Das Bosnien-Bild, das angeblich die Welt täuschte
Eine kleine Zeitschrift erzürnte einen TV-Konzern -
und riskierte die
eigene Existenz
Von Peter Nonnenmacher (London)
Für die kleine britische Polit-Zeitschrift Living Marxism geht es ums
Überleben - für den Fernsehkonzern ITV, den größten kommerziellen
Sender der Insel, ums Renommee sauberer Berichterstattung. Vor dem
High Court in London ringen beide Seiten in diesen Wochen um ein Bild
aus dem Bosnien-Krieg, das Anfang der neunziger Jahre Geschichte
machte - und das jetzt ernste Fragen zur Pressefreiheit in Britannien
aufgerührt hat.
Das Bild, aus einem ITV-Report vom Sommer 1992, ist eines, das um die
Welt ging und Millionen Fernseh-Zuschauer schockierte: Es zeigte den
bosnischen Moslem Fikret Alic hinter mannshohem Stacheldraht im Lager
Trnopolje, mit nacktem Oberkörper und ausgemergelt bis auf die Rippen,
zusammen mit anderen Männern, die durch den Stacheldraht hindurch mit
den Reportern Ian Williams und Penny Marshall sprachen. Die Bilder aus
dem Lager, Teil eines größeren Berichts, der einen Tag nach dem
Reporter-Besuch in Trnopolje von ITV gesendet und von vielen Stationen
rund um die Erde aufgegriffen wurde, führte damals zu unmittelbaren
Reaktionen in den Medien und bei den politischen Führungen der
westlichen Welt.
Dass hier die bosnischen Serben ein Konzentrationslager nach Nazi-Art
unterhielten, drängte sich beispielsweise in Britannien den meisten
Massenblättern spontan auf. "Belsen '92" überschrieb der Daily Mirror
das Bild, das er am nächsten Morgen auf der Titelseite präsentierte.

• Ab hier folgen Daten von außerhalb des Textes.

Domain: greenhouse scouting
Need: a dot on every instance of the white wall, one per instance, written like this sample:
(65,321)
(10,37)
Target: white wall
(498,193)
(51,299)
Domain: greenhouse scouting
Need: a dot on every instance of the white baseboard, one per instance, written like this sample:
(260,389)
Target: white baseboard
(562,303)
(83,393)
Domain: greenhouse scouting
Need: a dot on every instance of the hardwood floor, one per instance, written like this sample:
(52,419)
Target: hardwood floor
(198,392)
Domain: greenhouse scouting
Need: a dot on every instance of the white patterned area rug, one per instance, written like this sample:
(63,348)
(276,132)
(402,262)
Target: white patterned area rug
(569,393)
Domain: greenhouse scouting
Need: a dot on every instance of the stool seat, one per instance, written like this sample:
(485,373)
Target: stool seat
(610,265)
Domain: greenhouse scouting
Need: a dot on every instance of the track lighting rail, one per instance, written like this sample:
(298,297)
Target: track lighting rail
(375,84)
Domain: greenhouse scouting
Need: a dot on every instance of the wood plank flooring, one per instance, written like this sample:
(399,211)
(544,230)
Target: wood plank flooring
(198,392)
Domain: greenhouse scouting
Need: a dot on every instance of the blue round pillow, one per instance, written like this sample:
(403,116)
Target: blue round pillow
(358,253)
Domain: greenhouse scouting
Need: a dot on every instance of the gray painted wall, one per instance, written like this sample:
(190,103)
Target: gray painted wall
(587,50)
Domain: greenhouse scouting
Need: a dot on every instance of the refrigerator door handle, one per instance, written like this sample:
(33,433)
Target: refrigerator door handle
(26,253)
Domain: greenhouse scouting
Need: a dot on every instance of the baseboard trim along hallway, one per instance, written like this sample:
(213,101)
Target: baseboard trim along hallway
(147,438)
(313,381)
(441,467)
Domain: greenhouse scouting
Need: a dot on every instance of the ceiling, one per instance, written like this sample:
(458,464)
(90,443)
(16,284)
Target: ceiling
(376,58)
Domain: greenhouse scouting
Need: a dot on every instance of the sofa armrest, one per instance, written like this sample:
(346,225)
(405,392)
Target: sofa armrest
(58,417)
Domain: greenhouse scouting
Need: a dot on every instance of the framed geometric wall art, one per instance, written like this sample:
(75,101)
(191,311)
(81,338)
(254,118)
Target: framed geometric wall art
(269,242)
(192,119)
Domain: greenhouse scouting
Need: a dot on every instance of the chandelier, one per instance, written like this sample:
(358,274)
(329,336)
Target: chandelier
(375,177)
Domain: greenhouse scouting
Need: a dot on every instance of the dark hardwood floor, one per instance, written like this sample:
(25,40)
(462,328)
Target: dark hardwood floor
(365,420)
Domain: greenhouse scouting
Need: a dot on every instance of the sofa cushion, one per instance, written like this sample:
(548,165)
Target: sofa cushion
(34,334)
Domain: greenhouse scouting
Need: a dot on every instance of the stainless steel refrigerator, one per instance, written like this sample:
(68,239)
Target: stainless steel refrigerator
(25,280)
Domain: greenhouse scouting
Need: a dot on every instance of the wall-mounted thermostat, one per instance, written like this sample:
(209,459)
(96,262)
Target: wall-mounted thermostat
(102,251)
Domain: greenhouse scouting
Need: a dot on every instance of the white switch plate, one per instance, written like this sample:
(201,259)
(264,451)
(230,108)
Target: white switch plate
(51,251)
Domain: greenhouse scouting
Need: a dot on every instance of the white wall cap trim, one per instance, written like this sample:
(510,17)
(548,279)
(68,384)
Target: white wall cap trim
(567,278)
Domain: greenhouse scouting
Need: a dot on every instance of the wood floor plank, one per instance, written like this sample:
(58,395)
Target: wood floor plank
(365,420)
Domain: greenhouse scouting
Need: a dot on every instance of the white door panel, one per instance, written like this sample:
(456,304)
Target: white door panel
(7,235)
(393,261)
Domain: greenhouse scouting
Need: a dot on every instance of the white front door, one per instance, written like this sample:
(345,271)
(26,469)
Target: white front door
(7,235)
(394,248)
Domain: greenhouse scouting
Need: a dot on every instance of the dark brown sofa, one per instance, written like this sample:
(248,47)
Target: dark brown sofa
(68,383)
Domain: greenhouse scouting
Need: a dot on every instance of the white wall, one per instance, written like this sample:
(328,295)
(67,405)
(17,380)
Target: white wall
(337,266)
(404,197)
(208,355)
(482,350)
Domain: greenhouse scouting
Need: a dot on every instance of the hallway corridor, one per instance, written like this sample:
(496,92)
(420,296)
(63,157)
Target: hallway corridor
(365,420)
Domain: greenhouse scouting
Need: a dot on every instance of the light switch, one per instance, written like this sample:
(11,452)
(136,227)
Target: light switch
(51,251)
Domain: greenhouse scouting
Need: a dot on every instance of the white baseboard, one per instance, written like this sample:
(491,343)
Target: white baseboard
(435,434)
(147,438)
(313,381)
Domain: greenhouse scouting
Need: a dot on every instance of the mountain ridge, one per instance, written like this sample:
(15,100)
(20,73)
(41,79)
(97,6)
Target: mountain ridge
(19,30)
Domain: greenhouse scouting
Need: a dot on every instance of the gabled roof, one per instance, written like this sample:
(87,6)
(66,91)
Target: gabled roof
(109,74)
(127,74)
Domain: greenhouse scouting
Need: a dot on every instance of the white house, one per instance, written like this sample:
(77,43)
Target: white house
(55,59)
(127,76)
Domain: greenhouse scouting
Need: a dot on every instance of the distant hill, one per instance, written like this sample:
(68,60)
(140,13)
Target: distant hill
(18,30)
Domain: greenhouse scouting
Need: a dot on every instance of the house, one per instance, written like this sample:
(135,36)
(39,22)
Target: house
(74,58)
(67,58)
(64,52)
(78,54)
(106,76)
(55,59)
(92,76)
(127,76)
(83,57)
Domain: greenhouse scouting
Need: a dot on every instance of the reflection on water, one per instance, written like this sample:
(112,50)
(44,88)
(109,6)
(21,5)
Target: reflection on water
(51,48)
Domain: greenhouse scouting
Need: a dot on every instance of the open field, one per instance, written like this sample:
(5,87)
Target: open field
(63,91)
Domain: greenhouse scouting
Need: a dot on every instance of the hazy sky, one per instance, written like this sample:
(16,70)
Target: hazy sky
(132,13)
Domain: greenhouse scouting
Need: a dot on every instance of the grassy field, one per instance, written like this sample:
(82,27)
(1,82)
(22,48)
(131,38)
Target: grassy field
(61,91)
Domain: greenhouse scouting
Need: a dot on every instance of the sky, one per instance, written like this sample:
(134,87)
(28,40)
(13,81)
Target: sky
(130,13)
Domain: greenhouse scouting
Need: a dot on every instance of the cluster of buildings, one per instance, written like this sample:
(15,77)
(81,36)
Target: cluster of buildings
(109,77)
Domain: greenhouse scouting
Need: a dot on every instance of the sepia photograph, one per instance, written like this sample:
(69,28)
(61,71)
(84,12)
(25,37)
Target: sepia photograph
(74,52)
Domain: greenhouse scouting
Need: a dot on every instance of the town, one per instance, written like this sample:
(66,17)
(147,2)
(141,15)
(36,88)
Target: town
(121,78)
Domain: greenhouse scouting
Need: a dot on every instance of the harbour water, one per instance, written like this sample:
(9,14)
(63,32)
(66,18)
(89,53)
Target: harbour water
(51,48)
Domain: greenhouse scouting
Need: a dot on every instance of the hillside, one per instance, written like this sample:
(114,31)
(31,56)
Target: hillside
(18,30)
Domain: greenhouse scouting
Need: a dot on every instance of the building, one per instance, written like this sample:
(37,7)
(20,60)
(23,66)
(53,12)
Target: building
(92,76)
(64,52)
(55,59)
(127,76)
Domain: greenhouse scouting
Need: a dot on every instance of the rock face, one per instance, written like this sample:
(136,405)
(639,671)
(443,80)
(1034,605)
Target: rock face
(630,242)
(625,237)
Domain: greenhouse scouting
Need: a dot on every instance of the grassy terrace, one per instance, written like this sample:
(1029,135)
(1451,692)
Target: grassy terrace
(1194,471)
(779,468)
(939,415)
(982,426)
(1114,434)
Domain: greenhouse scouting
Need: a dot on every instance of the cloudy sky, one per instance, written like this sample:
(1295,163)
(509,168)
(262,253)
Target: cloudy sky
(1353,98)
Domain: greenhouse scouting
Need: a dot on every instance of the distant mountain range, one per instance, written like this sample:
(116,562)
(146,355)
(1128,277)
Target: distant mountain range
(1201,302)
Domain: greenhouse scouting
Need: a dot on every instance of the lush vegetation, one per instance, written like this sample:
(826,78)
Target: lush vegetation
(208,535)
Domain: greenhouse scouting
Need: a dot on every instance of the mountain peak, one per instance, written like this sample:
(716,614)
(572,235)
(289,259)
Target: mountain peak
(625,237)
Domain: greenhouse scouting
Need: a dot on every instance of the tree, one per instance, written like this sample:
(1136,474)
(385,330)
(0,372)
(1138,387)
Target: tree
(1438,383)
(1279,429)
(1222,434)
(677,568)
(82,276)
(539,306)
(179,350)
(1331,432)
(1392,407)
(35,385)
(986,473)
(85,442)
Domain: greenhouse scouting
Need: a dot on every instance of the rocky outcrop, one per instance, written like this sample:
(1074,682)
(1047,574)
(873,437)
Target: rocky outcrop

Endlich sei "der Beweis" geliefert worden für "das Leiden in Bosnien .
. . hinterm Stacheldraht", stimmte die Daily Mail bei.
Politiker von London bis Washington sahen sich nach der Ausstrahlung
der Sendung zu scharfen Statements veranlasst. Später, als der Bericht
mit Preisen überhäuft worden war, erklärte ein Begleiter des
ITV-Teams, der Guardian-Journalist Ed Vulliamy, Fikret Alic "mit
seinen Rippen hinter dem Stacheldraht von Trnopolje" sei "zur
symbolischen Figur des Kriegs" in Bosnien geworden. ITV-Auslandschef
Mike Jeremy pries das Bild im Rückblick als "eins der Schlüssel-Bilder
des Kriegs im früheren Jugoslawien". Etwas verärgert reagierten die
gefeierten Journalisten indes, als im Februar 1997 die Zeitschrift
Living Marxism (LM) etwas an dem Schlüssel-Bild auszusetzen hatte. LM,
ein links-intellektuelles Blatt mit gewissen serbischen Sympathien,
druckte die Übersetzung einer kritischen Analyse des deutschen
Journalisten und Kriegsgerichts-Zeugen Thomas Deichmann nach, die kurz
zuvor in der Frankfurter Zeitschrift Novo veröffentlicht worden war,
und zwar unter dem Titel "Es war dieses Bild, das die Welt in
Alarmbereitschaft versetzte".
In seiner - nüchtern und ausführlich argumentierten - Analyse warf
Deichmann den ITV-Reportern vor, durch Kamera-Perspektive und Auswahl
ihres Bildmaterials die Fakten von Trnopolje verfälscht, das Bild des
Lagers verzerrt zu haben. Unter Berufung auf Augenzeugen behauptete
Deichmann, das Camp sei kein Gefangenen-Lager gewesen, sondern ein
Auffang-Lager für Flüchtlinge, das die Betreffenden jederzeit hätten
verlassen können. Ein hoher Stacheldraht, wie im Film gezeigt, habe
nur ein kleines Gelände eingeschlossen, in dem sich eine Trafo-Station
und ein Lager-Laden befanden.
Um des Effekts willen, meinte Deichmann, hätten sich die ITV-Reporter
auf dieses eingezäunte Gelände begeben und durch den Stacheldraht die
angeblichen Gefangenen gefilmt (die also in Wirklichkeit außerhalb des
Zauns gestanden hätten). Filmmaterial, das die Fiktion hätte enthüllen
können, sei bei der gesendeten Fassung unterschlagen worden. Deichmann
legte auch nahe, warum seiner Ansicht nach die ITV-Leute sich eines
solchen Tricks bedienten: Das Camp Trnopolje war das letzte, das sie
auf ihrer Bosnien-Tour besuchten, und der Druck der Redaktion daheim,
nach Tagen wild kursierender KZ-Gerüchte, war beträchtlich.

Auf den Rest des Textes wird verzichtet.